HGV + Neigetechnik (Allgemeines Forum)

Henrik, Dienstag, 02.11.2010, 12:37 (vor 5661 Tagen) @ Alphorn (CH)

Aber ich frage mich, ob die Schweden wirklich die Vollneigetechnik wollen oder eher sowas, wie jetzt für die Schweiz realisiert worden ist, also mit Wankkompensation. Dafür muss nämlich das Lichtraumprofil nicht so angepasst sein wie bei einem echten Neigezug.

Wäre mir neu, dass einstöckige Neigezüge Anpassungen beim Lichtraumprofil bräuchten.

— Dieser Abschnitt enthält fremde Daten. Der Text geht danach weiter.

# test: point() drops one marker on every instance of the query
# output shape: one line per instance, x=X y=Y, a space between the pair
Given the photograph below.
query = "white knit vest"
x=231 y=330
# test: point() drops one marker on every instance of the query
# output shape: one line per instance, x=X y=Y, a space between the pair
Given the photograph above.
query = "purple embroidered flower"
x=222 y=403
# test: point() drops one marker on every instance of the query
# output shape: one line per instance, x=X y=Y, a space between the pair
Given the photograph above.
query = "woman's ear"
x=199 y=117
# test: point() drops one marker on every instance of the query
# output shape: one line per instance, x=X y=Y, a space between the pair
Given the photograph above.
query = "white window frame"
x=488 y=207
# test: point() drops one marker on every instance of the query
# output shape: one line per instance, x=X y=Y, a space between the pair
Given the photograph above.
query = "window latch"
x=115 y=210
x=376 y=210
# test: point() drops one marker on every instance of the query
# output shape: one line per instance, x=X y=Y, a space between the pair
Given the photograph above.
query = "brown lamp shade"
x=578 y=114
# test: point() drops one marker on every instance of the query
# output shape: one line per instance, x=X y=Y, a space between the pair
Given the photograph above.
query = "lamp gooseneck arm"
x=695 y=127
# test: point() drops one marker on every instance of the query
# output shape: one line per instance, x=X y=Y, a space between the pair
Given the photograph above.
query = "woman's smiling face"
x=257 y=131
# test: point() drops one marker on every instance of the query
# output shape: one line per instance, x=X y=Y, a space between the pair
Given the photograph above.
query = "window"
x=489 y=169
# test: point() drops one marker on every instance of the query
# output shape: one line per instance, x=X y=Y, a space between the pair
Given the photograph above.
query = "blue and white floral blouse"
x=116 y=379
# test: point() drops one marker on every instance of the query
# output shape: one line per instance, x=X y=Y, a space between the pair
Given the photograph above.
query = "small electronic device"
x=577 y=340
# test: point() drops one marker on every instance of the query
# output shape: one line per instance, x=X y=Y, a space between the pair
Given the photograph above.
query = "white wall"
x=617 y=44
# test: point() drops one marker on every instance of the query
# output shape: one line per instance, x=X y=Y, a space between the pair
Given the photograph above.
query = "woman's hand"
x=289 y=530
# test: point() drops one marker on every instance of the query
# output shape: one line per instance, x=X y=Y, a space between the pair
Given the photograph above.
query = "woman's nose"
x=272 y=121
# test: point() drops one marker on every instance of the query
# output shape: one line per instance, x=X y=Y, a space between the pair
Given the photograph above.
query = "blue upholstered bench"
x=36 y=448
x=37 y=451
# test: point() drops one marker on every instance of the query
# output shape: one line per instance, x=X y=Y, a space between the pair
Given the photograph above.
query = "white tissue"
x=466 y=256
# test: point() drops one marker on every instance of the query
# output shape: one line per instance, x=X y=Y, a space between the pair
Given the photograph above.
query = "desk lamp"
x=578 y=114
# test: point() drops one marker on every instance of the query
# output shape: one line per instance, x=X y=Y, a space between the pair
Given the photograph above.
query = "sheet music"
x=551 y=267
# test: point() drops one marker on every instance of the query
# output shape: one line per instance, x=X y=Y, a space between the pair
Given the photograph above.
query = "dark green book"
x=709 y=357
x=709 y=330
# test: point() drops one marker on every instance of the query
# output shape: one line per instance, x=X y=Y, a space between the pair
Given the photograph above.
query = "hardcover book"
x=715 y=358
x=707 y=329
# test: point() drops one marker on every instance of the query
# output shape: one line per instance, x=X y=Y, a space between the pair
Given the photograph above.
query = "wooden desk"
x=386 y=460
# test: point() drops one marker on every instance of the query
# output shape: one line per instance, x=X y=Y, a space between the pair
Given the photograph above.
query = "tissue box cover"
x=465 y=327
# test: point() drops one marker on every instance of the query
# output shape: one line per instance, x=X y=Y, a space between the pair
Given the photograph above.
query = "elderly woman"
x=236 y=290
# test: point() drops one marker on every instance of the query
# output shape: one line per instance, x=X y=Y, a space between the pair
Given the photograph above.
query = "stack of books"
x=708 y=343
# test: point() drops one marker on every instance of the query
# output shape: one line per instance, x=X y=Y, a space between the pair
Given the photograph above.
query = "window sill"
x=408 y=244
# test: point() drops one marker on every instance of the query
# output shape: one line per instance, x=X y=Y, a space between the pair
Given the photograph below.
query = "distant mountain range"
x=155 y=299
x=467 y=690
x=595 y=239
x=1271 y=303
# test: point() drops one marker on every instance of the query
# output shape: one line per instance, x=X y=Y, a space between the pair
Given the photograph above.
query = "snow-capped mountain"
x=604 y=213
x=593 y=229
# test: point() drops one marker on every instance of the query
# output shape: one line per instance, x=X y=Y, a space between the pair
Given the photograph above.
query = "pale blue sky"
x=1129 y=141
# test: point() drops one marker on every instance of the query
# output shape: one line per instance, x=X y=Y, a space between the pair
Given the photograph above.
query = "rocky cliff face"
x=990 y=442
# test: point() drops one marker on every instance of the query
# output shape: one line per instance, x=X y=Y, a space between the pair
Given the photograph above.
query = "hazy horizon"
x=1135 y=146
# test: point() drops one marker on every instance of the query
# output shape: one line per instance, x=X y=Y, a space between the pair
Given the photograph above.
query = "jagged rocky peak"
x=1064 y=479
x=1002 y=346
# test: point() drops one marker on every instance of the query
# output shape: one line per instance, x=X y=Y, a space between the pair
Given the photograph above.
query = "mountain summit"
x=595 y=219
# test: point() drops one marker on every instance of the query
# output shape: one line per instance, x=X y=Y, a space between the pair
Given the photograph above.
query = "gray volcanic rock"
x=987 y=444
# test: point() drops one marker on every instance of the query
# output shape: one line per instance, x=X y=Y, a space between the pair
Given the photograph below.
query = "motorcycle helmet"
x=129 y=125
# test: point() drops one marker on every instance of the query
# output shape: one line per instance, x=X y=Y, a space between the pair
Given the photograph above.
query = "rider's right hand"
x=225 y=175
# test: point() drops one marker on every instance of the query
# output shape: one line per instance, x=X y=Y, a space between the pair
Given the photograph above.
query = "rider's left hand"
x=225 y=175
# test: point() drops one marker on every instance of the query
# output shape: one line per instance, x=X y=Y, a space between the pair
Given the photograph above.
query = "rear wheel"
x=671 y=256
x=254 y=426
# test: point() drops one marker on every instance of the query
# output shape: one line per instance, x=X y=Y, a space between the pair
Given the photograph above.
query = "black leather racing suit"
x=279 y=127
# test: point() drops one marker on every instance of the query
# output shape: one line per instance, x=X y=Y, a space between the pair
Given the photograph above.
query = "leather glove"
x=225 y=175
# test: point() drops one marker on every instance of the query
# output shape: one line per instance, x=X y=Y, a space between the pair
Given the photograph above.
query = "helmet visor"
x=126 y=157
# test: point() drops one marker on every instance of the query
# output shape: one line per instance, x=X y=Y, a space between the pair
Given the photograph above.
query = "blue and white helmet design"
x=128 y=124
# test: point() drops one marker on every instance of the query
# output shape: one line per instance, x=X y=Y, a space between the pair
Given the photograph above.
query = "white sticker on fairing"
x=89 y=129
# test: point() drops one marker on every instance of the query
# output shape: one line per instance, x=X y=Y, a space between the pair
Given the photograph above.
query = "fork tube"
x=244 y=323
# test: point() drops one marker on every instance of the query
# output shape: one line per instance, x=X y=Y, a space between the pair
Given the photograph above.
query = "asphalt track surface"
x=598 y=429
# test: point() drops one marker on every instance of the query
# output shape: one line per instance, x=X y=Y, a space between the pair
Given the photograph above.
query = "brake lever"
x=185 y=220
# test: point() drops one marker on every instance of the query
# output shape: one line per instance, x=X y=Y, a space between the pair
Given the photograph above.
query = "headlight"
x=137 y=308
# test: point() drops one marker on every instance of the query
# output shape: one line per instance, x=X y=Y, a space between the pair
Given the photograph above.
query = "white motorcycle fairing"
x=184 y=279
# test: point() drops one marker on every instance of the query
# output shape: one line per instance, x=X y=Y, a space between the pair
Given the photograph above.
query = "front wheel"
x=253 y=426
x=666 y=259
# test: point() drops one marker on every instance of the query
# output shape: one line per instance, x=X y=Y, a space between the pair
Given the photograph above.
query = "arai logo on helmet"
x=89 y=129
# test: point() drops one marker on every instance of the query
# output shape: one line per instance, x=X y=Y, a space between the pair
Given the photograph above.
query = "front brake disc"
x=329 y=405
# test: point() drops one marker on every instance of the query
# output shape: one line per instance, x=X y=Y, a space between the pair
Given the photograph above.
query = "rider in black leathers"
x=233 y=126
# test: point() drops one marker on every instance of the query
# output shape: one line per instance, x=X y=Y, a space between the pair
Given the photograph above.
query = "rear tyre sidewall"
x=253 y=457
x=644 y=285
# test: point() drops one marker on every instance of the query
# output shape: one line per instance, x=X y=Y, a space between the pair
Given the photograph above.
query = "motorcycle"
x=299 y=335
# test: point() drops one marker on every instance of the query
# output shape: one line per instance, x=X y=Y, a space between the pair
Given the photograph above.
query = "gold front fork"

Genau, so rum wird ein Schuh draus.
Die Neigetechnikzüge brauchen die Anpassungen bei ihren Abmessungen - nicht das Lichtraumprofil.

Ich bin zwar kein Experte, aber ein leicht angepasster Wagenkasten eines Velaro oder eines Zefiro könnten dafür evtl. reichen. Vollneigetechnik ist beim Thema HGV-Züge aus meiner Sicht eh ein Auslaufmodell.

Die Wankkompensation wird komplett im Drehgestell gemacht, das wäre wohl bei fast allen Zügen machbar.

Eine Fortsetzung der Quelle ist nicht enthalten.